先述したように中国への投資が滞り、未上場企業に対する世界の投資マネーの多くはインドに流れたが、「もちろん日本にも一部の資金は来ている」とのことで、さらにその投資は加速するという考えだ。
かたや、スタートアップが新しいビジネスを始める上で「日本は既成勢力や業界のルール、通例が妨げになる」と言われることも多い。しかし成田氏に言わせれば「それらが強いのはアメリカも同じです。日本と違うのは、スタートアップがトライする数が圧倒的に多いこと。トライを重ねることでその壁は壊れていきますし、何よりトライの数は投資額に比例するので、日本も資金が集まれば壁の打破につながるのでは」という。こういった面でも、投資額の増加は追い風になる。
「ただし日本のスタートアップにも課題はあります。アメリカのGoogleやアマゾン、中国のアリババのようなレベルで世界的な大企業になった日本のスタートアップはまだありません。
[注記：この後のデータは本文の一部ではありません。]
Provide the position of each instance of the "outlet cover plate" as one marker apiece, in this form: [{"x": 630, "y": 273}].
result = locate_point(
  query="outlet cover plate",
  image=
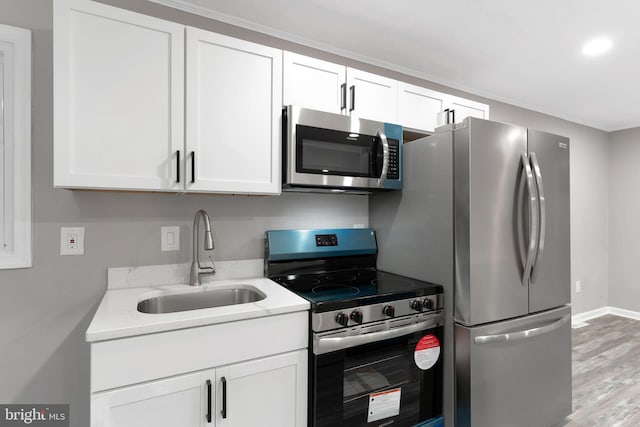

政府はユニコーン企業(企業価値が10億ドル以上の未上場企業)を100社増やす目標を掲げていますが、個人的には1000億ドル規模の会社が5社誕生したほうが経済インパクトはあると思います。次の数十年は、そういう巨大企業の誕生に期待したいですね。もちろん自分もそこに貢献できるよう挑戦していくつもりです」
そのためにこの国が取り組むべきはIT人材の確保で「ソフトウェア化している世の中において、この知識を有する人が日本には少ない」とのこと。実際、コンピュータサイエンス分野の大学生・大学院の卒業生数を対人口比で見ると、日本はインドの10分の1ほどしかいないとのことで、対策は避けられないと指摘する。
とはいえ、日本が経済成長するための環境は整いつつある。だからこそ、課題をクリアした上で日本の強みを発揮すれば、世界を股にかけたグローバル企業が出てくる可能性も見えてくる。それは日本再興の狼煙となるだろう。若き起業家の言葉には、そんな期待感が宿っていた。